For my second weekly forum for Autism Acceptance Month, I wanted to discuss love and relationships among people on the autism spectrum. As with last week’s discussion, do consider a few things: 1) this forum is not to demean or belittle any individual participating in it, 2) that through this discussion, I hope to learn what sort of struggles and challenges are experienced by people on the spectrum, so we can design better behavioral and educational interventions for autistic people later in life, and to know what autistic people as a whole, do not need help with, and what therapies and interventions are doing right. If not, we hope you as the readers gain valuable insights into your love life or that of those close to you, but let them all speak for themselves, as their impression may be entirely different from yours, 3) if you not to feel comfortable sharing your name, that is fine, and if you do not want your personal information to be shared without a need-to-know basis (should that be an issue) please mention that at the beginning of your comment. If sharing your name could create negative consequences or trouble in the life of you or others do not share it, and 4) that bashful and abusive comments are not welcomed and any will be deleted. Also do not share any information that is too personal (e.g. sex life) using you’re the names or identifying information of yourself or others involved. For this discussion we welcome all autistic people and their committed partners, regardless of whether they themselves are autistic or not. If both people in the relationship are answering, please answer in the same comment space while making sure you distinguish yourself as the one making each passage. With that said, here are my questions:
1. Are you first off in a committed relationship?

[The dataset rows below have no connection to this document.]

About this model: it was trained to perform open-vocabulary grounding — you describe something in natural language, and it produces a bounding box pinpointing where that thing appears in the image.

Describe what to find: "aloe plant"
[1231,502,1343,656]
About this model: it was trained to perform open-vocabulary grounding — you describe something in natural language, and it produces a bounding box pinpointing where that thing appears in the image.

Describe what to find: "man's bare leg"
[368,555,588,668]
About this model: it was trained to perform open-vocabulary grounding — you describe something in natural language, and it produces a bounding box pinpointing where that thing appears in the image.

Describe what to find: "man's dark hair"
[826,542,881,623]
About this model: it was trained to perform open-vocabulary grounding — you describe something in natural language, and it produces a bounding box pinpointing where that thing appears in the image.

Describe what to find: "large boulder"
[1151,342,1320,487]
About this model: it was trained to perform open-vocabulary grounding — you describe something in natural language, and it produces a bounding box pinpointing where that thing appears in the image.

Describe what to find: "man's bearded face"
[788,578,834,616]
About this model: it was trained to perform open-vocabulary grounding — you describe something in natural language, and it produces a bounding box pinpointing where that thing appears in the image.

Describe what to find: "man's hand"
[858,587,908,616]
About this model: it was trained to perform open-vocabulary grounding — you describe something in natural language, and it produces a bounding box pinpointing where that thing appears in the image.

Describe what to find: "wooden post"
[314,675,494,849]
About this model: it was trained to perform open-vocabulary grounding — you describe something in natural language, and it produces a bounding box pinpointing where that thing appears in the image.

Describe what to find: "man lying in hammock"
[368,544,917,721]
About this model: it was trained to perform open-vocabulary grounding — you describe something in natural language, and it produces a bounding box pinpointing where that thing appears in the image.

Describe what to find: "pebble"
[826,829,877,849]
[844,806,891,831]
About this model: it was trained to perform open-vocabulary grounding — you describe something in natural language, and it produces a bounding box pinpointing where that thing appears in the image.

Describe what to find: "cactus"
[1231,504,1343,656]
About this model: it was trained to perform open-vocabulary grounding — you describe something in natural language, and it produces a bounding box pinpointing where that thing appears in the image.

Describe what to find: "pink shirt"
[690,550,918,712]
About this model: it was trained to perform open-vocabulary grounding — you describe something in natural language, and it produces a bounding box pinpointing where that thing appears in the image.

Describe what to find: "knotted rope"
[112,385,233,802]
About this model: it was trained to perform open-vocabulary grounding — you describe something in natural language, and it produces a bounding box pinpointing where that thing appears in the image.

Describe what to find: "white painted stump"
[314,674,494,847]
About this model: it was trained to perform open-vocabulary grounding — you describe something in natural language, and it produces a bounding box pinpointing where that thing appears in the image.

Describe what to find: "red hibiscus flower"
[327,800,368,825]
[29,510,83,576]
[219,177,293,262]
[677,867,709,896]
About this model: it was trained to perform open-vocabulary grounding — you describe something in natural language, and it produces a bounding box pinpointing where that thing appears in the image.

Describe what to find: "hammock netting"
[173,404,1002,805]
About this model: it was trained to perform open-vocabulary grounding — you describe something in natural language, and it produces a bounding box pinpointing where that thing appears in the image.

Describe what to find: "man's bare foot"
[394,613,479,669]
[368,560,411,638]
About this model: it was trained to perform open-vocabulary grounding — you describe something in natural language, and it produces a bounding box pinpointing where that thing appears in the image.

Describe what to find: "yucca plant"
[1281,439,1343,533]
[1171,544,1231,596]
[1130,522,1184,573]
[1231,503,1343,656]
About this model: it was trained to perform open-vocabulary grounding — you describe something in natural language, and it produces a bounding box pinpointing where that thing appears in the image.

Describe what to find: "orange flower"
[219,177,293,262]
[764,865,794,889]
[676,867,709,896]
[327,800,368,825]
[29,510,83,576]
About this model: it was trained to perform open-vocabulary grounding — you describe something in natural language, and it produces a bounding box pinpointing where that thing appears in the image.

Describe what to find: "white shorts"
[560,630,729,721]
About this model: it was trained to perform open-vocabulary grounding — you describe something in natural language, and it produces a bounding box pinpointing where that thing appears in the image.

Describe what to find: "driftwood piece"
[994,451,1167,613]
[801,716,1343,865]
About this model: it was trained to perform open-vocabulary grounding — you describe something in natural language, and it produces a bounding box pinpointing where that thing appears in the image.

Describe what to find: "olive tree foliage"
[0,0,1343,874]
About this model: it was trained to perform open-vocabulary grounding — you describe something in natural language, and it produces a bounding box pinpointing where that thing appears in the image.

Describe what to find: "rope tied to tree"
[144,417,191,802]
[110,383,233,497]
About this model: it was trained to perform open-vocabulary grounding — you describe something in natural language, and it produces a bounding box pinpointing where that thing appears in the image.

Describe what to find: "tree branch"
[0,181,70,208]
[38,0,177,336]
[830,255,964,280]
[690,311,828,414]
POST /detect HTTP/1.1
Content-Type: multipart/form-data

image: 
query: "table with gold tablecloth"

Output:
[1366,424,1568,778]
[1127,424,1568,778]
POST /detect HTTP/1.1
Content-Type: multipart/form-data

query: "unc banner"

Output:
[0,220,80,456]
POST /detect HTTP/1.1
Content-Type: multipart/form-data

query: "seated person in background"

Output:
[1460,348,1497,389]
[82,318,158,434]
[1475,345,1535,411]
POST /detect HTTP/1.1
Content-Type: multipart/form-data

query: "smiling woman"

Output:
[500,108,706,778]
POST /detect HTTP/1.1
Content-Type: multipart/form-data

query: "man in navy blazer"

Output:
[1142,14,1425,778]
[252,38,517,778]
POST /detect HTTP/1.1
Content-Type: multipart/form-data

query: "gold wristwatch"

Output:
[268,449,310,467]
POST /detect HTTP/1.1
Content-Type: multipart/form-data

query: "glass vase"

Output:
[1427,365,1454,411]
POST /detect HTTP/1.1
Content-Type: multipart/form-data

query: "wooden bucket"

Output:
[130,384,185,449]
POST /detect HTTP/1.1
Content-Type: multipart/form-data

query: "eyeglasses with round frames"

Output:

2. Are you the autistic person in the relationship, or the partner? If you are the partner, are you yourself autistic, allistic (not autistic but having other intellectual/developmental disabilities), or neurotypical?
3. Are you married? Dating? In a civil union? Divorced? Separated? Engaged? Widowed? Seeing multiple partners?
4. What is your age and the age of your partner?
5. How long have you and your partner been together? If you have been together in different capacities (e.g. first dating then married) please state the amount of time you have been together in each capacity.
6. How did you two meet?
7. What is your employment status (if applicable)? What is that of your partner (again, if applicable)?
8. What is your level of education (high school, college, some college, graduate school)? What is that of your partner?
9. What do you love about your partner (looks, personality, money, etc.)?
10. What does your partner love about you? Why is he/she with you?
11. What have you two done together (e.g. travel, live together, raising children, etc.)?
12. How do you two spend your time together (e.g. watching movies, eating out, hiking in the wilderness)?
13. What conflicts exist in your relationship (e.g. financial, emotional, etc.)? How do you two deal with these (talking, couple’s counseling)? How has that worked out?
14. How often do you two spend time alone together (once a week, every day, etc.)? How frequently do you two enjoy each other’s company?
15. What are your future plans (move in together, start a family, get married)?